Healing with Spontaneity and Creativity

-Ray Holland, MS, LMHC, LPC

Almost by definition, addiction is experienced as an inescapable shock, imprisoning you and conveying a pervasive “felt sense” of learned helplessness.

That’s important to fully grasp because it helps explain why, as the emotional ice cube melts in rehab, one of the hardest tasks is to gain any emotional sobriety. Your nervous system is triggered into remembrances of overwhelm. Making it worse, a strange time travel happens sometimes, as unresolved memories feel like they are happening now. Pain, terror, panic, grief. Talk therapy can help, but it has its limitations.

Consider the above as a prelude for what I want to talk about: Psychodrama.
We use more than one type of therapy at Pavillon that is focused on providing a new sense of emotional freedom. But, I have found, psychodrama is particularly helpful for addictions and trauma.
This therapeutic method was invented by Jacob Levy Moreno, and is the earliest form of group therapy, maybe the purest form of group therapy. The goal is to create an experience that draws on what Moreno believed were the propelling forces in human progress: Spontaneity and Creativity expressed with love and mutual sharing in order to create a “super dynamic community.”
As you can imagine, it is very hard to explain “an experience.” But most of the time it is a dramatic and powerful experience, not for the faint of heart.
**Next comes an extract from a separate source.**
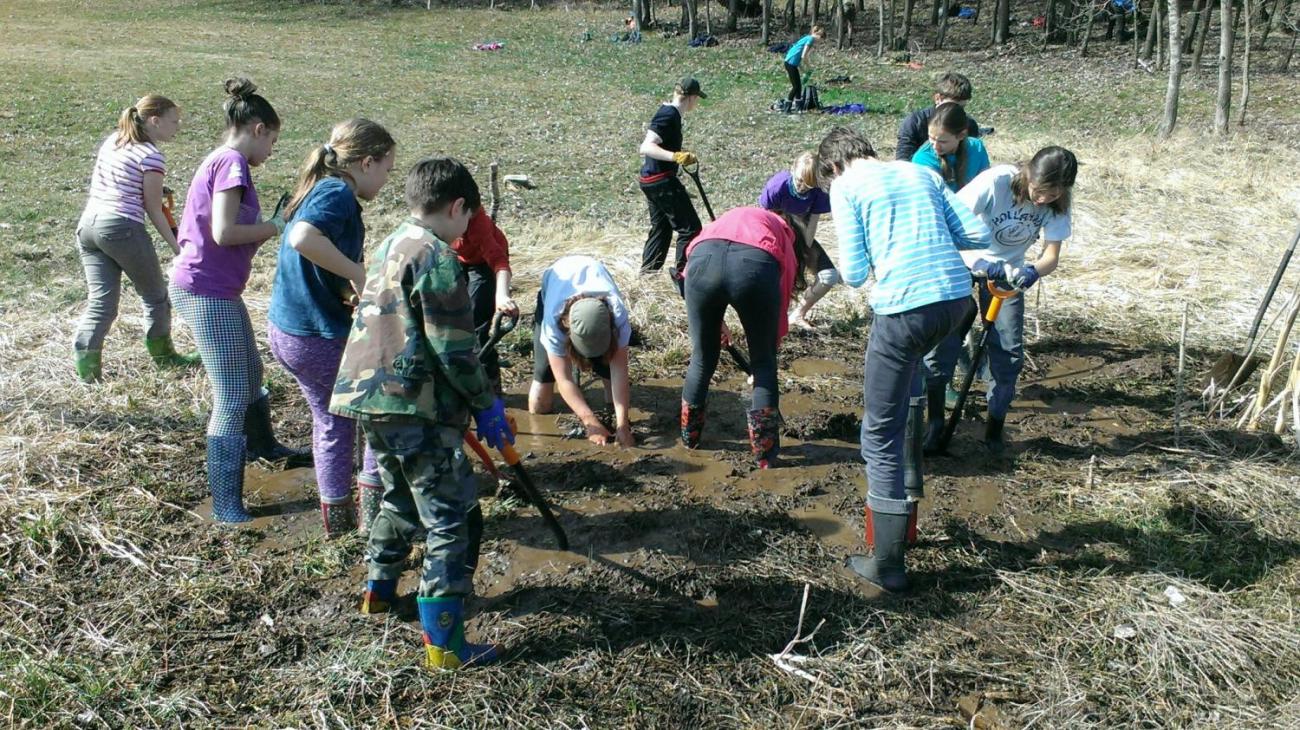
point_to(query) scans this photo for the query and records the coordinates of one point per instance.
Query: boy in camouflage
(410, 377)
Did you know that psychodrama has been used in the training of trial lawyers?
In 1994 Gerry Spence started an intensive trial advocacy course at his 34,000 acre Thunder Ranch in Dubois Wyoming, which is now known as the Trial Lawyer’s College. In Give Me Liberty, Spence describes how trial lawyers are put through days of psychodrama , “By the end of their experience, we have witnessed a miracle….They have learned to tell the truth, not only about their case but about themselves. They have learned the power of credibility.” They “crawl into the hides” of the witnesses on the stand, their clients, their opponents, the judge and the jurors.

At Pavillon, through psychodrama, the men and women in Extended Care also experience each other’s stories from the inside out and learn the power of credibility in a way that is difficult to articulate. It does often seem miraculous.

In each session, the group travels with one person—called the protagonist—who has what Moreno calls an “act hunger,” a willingness and the courage to journey back to their worst wounds. Pain, terror, panic, grief. At whatever pace they need, the protagonist enters into the internal drama. It is necessarily emotional. In fact, the neurobiologist tell us that “what fires together wires together,” meaning that it requires emotional energy to begin to rewire our neural pathways.

It takes courage to be the protagonist and move to your darkest nights of the soul. But it also takes courage for group members to stay engaged in the face of such strong emotion.
In the end I am always struck by what has unfolded. I would certainly agree with Moreno’s description. Any resolution in a psychodrama draws on the spontaneity and creativity of the whole group to carry the protagonist, always with love and mutual sharing, out of their helpless enslavement into a super dynamic community, That kind of indescribable experience just might help you stay sober.